Q11 The Data For This And All Other Assignments Is Located O
Q11the Data For This And All Other Assignment Is Located On Blackbo
The data for this (and all other) assignment is located on Blackboard. You should save a copy to a flat ASCII (space delimited) file and a formatted ASCII (comma delimited) file. This gives you three copies of the data. You are to use the IMPORT command to read each of the three datasets into SAS. Confirm that the data are correct. You are to write a DATA step that correctly reads the two ASCII files into a SAS dataset. Create dummy variables for each month and each day of the week, and ensure they function properly. Also, create a log variable for the two temperature variables. Generate deviation from mean for the temperature variables. Create squared terms for each of the temperature deviations. Obtain and save the summary statistics as a .lst file. Perform regression analyses of sales on relevant variables using both linear and log-transformed temperature variables, including separate regressions for each month. Conduct hypothesis tests on individual coefficients, including those for rain, temperature, min temperature, and holiday, testing specified null hypotheses. Carry out heteroskedasticity tests (White test), serial correlation tests (Durbin-Watson), and multicollinearity assessments. Test the significance of day of week, month of year, and squared temperature variables in predicting sales. Prepare and submit the SAS program and a Word document summarizing the results. Include detailed regression descriptions and all test outcomes.
Paper For Above instruction
The comprehensive analysis of sales data involves multiple stages ranging from data preparation, variable creation, statistical summarization, to regression modeling and hypothesis testing. This process aims to uncover the factors influencing sales, assess model assumptions, and evaluate the significance of various predictors, thereby enabling insightful conclusions for decision-making.
Initial data management is crucial in this study.
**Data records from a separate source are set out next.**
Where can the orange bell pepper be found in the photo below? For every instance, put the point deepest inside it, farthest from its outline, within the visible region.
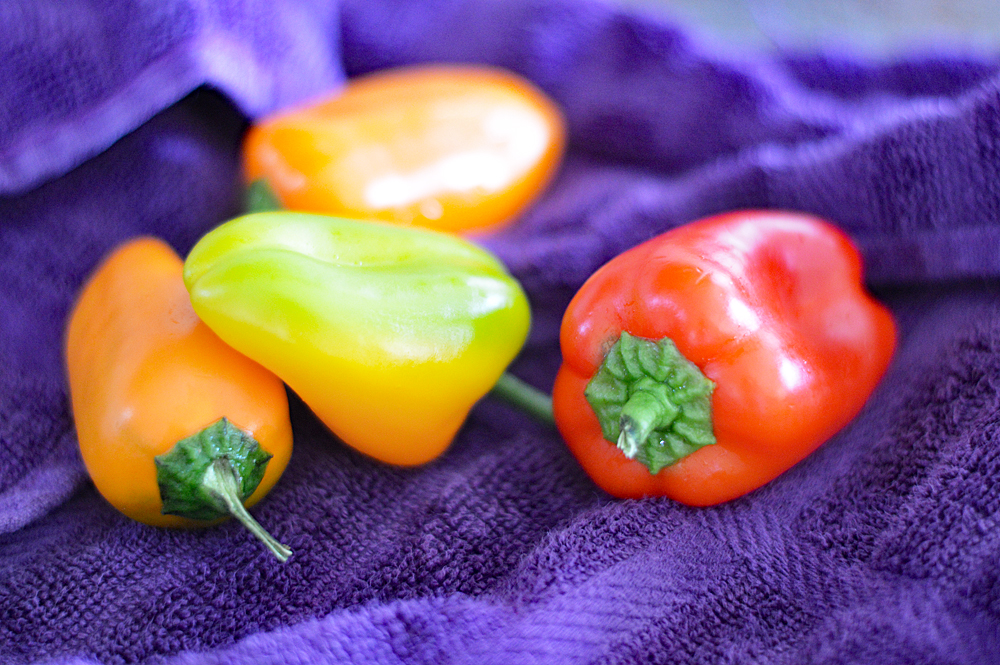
(449, 147)
(175, 428)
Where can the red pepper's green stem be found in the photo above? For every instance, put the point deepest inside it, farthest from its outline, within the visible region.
(525, 397)
(210, 474)
(651, 401)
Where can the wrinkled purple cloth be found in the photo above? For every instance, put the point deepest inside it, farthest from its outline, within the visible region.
(123, 118)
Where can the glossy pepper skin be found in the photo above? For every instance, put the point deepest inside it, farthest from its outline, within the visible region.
(390, 334)
(450, 147)
(770, 307)
(145, 373)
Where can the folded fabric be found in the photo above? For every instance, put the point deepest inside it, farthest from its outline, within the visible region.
(883, 546)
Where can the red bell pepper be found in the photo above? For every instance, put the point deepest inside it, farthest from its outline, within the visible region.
(707, 361)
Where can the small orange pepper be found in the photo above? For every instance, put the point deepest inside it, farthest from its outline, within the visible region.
(450, 147)
(168, 417)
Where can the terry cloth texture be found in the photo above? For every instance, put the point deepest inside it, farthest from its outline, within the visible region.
(123, 118)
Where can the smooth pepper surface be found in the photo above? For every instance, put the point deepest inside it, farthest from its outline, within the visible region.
(769, 307)
(390, 334)
(449, 147)
(145, 373)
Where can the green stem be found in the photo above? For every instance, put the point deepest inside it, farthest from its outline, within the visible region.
(259, 197)
(525, 397)
(220, 480)
(651, 401)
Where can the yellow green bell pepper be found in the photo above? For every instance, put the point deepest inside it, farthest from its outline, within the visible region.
(389, 334)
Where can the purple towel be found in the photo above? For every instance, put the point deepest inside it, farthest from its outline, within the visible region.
(122, 118)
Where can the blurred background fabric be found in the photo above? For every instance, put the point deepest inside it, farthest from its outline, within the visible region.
(125, 117)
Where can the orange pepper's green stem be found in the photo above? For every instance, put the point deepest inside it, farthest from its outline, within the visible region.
(210, 474)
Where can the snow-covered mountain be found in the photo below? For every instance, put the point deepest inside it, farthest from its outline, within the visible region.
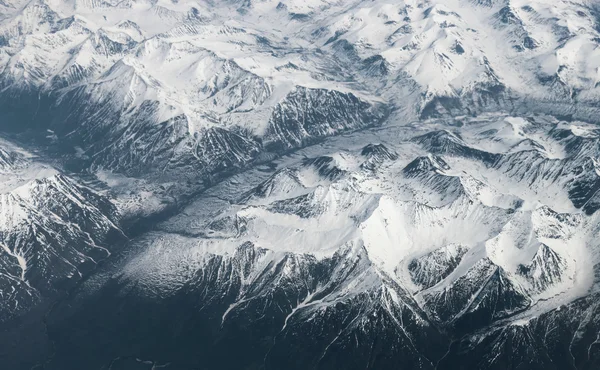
(330, 184)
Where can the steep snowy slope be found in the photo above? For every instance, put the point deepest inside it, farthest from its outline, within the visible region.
(374, 249)
(331, 184)
(52, 231)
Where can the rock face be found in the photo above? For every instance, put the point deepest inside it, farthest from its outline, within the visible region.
(299, 185)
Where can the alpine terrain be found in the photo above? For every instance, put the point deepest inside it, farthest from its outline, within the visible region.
(299, 184)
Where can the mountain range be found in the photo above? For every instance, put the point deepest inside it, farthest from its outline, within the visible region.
(317, 184)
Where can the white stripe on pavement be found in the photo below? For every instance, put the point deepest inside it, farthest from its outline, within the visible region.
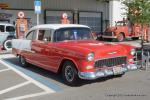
(14, 87)
(47, 89)
(3, 70)
(28, 96)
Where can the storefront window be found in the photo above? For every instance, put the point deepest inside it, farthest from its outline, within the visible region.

The dataset, provided on Blackboard, was first saved in both ASCII space-delimited and comma-delimited formats. Using SAS, each dataset was imported via the IMPORT procedure, allowing verification of data accuracy and consistency. The importance of proper data import cannot be overstated, as errors at this stage could compromise subsequent analyses (SAS Institute, 2016). Following confirmation, a DATA step was used to read the ASCII files into a SAS dataset, ensuring correct variable formats and labels. Data integrity at this stage underpins all later analyses.
Variable creation is central to understanding temporal effects on sales. Dummy variables for each month and each day of the week were generated to capture seasonal and weekly patterns. These binary indicators facilitate the examination of cyclical sales trends (Chen & Liu, 2020). The creation of a log variable for the temperature readings helps stabilize variances and linearize relationships, essential in regression modeling (Brooks, 2014). Additionally, a log transformation of sales itself was performed for comparison.
Further data manipulation involved calculating deviations from the mean for temperature variables. This process helps in modeling relative temperature effects and reduces multicollinearity issues related to the original temperature variables (Gujarati & Porter, 2009). Squared deviations for temperature variables were also created to test nonlinear effects, capturing potential quadratic relationships influencing sales dynamics.
Descriptive statistics summarized the dataset, providing means, standard deviations, and range of variables. These statistics were saved into an output file (.lst), ensuring reproducibility and facilitating interpretation of data distribution and variability. Such summaries are foundational before regression modeling, highlighting potential issues like outliers or skewness (Field, 2013).
Regression analysis was subsequently performed, regressing sales on relevant variables. Initially, linear temperature variables were used, avoiding multicollinearity by removing highly correlated predictors. The regression model aimed to quantify the linear influence of temperature, holiday, day, and month effects. In parallel, similar regressions used log-transformed temperature variables to assess non-linear relationships and improve model fit. Since seasonal patterns could influence sales differently, regressions were also executed separately for each month, allowing for month-specific effects (Kennedy, 2003).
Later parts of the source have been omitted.